Can A Landlord Be Responsible For Tenant/Visitor Injuries?
If you rent your home or apartment, you likely deal with a landlord. Your landlord has many duties, one of which is being responsible for maintaining the property, ensuring the area is safe and kept in good repair. In the event that you or a visitor get injured on the premises, it’s possible that your landlord could be held liable for the incident. In order for that to happen, however, it’s your duty to prove your landlord’s negligence.
What is Negligence?
Negligence is the key factor in holding landlords liable for tenant or visitor injuries. When someone acts negligently, it means they caused unintentional harm to another person. In this case, unintentional harm could come as a result of the landlord failing to maintain a certain standard of care of the rental property.
Typically, courts try to determine if a landlord delivered a “reasonable” level of care to the tenant. They’ll take into consideration what the average landlord would have done, and then judge whether or not the landlord in question showed the same amount of care. Note that a child’s involvement might elevate the standard level of “reasonable” care. Courts take into consideration that children are generally less able to identify and avoid danger.
How Can a Landlord Be Held Liable for a Tenant or Visitor Injury?

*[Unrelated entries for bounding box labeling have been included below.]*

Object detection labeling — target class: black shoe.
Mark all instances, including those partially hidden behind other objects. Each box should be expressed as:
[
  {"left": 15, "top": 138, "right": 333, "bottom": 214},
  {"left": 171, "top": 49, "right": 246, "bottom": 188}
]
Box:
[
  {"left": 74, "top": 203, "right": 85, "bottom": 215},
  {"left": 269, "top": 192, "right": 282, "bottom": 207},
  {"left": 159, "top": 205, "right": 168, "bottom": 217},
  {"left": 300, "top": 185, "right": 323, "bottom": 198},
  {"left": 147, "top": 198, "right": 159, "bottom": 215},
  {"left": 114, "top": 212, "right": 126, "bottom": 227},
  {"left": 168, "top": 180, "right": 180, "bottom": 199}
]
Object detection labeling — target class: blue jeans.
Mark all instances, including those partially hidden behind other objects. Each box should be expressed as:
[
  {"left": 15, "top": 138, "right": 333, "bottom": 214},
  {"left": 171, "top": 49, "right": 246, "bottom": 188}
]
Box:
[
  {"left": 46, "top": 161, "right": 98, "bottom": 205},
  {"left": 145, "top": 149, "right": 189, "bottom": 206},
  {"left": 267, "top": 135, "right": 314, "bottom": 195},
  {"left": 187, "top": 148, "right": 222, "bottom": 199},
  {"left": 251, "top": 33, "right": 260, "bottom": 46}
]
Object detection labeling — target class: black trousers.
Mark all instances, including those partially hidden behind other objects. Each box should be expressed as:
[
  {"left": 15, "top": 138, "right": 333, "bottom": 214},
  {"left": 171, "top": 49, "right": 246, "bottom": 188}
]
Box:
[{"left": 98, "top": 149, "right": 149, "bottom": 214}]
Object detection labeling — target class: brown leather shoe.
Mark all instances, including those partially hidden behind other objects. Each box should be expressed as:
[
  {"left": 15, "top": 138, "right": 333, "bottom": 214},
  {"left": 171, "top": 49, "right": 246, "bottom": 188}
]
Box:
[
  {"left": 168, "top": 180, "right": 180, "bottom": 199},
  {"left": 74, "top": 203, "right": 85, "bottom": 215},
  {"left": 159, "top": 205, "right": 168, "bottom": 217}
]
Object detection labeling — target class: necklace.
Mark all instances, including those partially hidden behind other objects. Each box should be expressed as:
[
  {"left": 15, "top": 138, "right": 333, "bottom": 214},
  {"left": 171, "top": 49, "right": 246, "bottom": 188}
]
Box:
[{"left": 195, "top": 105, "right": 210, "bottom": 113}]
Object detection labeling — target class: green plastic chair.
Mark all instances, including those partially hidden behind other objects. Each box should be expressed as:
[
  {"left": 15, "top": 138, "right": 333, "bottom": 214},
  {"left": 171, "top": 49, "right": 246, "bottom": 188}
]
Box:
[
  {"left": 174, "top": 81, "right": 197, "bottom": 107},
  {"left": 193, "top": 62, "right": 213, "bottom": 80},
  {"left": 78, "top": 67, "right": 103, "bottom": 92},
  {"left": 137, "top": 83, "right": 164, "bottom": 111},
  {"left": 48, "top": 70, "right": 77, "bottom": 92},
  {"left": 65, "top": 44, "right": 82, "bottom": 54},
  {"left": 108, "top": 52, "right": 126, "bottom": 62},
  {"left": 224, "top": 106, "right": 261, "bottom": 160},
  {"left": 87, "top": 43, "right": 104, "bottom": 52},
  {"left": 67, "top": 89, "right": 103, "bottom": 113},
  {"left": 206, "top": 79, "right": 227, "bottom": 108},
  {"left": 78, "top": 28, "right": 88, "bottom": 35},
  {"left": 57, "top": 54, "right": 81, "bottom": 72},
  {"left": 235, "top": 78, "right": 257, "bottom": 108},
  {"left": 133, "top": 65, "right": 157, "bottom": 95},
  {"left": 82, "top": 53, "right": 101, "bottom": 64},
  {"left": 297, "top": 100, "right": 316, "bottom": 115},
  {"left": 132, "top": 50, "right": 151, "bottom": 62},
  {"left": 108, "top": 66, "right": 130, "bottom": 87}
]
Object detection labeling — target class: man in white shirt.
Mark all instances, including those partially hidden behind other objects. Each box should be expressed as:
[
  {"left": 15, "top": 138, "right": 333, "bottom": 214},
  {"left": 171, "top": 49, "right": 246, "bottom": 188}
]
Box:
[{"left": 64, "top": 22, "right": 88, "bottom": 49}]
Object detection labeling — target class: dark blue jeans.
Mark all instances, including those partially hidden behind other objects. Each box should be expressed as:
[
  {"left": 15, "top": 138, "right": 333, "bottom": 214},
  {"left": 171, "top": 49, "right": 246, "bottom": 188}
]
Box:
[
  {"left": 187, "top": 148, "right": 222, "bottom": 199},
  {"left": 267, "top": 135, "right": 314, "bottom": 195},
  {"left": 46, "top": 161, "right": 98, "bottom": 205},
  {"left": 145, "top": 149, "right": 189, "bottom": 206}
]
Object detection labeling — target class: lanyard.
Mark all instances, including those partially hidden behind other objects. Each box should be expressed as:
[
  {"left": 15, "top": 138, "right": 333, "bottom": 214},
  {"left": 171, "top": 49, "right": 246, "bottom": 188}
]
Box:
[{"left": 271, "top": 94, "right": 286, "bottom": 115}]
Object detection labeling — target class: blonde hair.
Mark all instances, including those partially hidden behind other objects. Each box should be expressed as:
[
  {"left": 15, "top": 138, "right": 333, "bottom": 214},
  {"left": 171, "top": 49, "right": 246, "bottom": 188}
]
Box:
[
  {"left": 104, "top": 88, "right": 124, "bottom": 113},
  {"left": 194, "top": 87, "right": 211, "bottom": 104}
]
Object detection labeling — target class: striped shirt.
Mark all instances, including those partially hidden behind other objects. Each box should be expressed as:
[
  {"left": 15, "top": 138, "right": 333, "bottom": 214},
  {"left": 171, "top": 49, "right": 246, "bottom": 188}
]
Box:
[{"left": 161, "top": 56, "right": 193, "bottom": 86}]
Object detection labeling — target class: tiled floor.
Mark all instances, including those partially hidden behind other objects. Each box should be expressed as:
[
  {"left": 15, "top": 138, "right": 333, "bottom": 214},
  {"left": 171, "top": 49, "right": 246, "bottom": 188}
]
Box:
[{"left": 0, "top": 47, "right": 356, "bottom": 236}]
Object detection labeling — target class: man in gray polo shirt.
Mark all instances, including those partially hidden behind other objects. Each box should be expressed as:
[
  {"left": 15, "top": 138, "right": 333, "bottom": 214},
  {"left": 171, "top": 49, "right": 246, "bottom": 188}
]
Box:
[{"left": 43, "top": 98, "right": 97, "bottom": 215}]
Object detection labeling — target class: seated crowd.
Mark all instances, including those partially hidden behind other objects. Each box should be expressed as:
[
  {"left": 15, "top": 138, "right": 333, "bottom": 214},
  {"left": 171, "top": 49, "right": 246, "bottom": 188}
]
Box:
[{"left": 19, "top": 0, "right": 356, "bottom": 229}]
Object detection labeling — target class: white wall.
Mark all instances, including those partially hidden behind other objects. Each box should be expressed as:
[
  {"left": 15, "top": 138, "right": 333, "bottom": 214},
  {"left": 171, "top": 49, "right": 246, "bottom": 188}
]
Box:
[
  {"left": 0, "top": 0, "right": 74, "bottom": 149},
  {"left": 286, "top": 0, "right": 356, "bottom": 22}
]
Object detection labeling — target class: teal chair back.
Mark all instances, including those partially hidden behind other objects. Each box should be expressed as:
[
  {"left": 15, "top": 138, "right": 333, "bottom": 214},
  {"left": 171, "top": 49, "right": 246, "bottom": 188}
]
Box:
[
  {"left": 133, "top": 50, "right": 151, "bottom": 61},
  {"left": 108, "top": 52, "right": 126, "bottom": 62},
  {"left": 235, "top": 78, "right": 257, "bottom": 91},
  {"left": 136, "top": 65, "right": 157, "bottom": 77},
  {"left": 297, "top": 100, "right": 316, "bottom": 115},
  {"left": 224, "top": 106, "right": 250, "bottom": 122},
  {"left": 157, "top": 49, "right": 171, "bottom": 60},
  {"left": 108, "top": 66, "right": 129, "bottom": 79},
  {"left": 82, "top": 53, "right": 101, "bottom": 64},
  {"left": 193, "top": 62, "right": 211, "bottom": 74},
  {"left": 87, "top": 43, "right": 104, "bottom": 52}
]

In order for your landlord to be held liable for your injury, you must first prove negligence. To do that, you must show that:
- You are genuinely injured
- The injury occurred in an area of the premises that your landlord is responsible for maintaining—this usually includes common areas, not the tenant’s unit
- Your landlord failed to take reasonable action that could have prevented your injury
- The cause of the injury (e.g. hazardous building conditions) would not have been unreasonably expensive or difficult to repair or, at the very least, you could have been warned about the hazard
- Your injury was the most likely result of the landlord failing to take action
- The landlord’s inaction caused your injury
What About “Negligence Per Se”?
It’s possible that your landlord could be deemed negligent without need for the additional proof above. Known as negligence per se, a landlord can be held liable for a tenant injury if he or she violated a law that was put into place to protect tenants from injury.
Here’s a simple example. Landlords in Pennsylvania are required by law to equip each property with smoke detectors. If your landlord failed to install smoke detectors and you were injured in a fire, the landlord would be liable for that injury. Because a law was violated, there’s no need to prove that your landlord failed to act reasonably.
Criminal Acts
A negligent landlord could be held liable for more than physical injuries. It’s possible to prove that criminal acts such as a burglary happened as a result of a negligence. For example, a landlord should reasonably assume that doors or windows without locks leave tenant susceptible to break-ins, and that assaults often take place in poorly lit common areas.
What Kind of Damages Can You Receive?
If you can prove negligence and your landlord is held liable for injuries, you can sue for a variety of damages, such as:
- Pain and suffering
- Emotional distress
- Medical bills
- Disability
- Lost earnings
In the event that you’re injured in a common area of your rental property, there’s a very good chance you can seek action against your landlord for failing to maintain the area. Contact your attorney following the incident to review your case, and he or she will be able to help you choose the best course of action.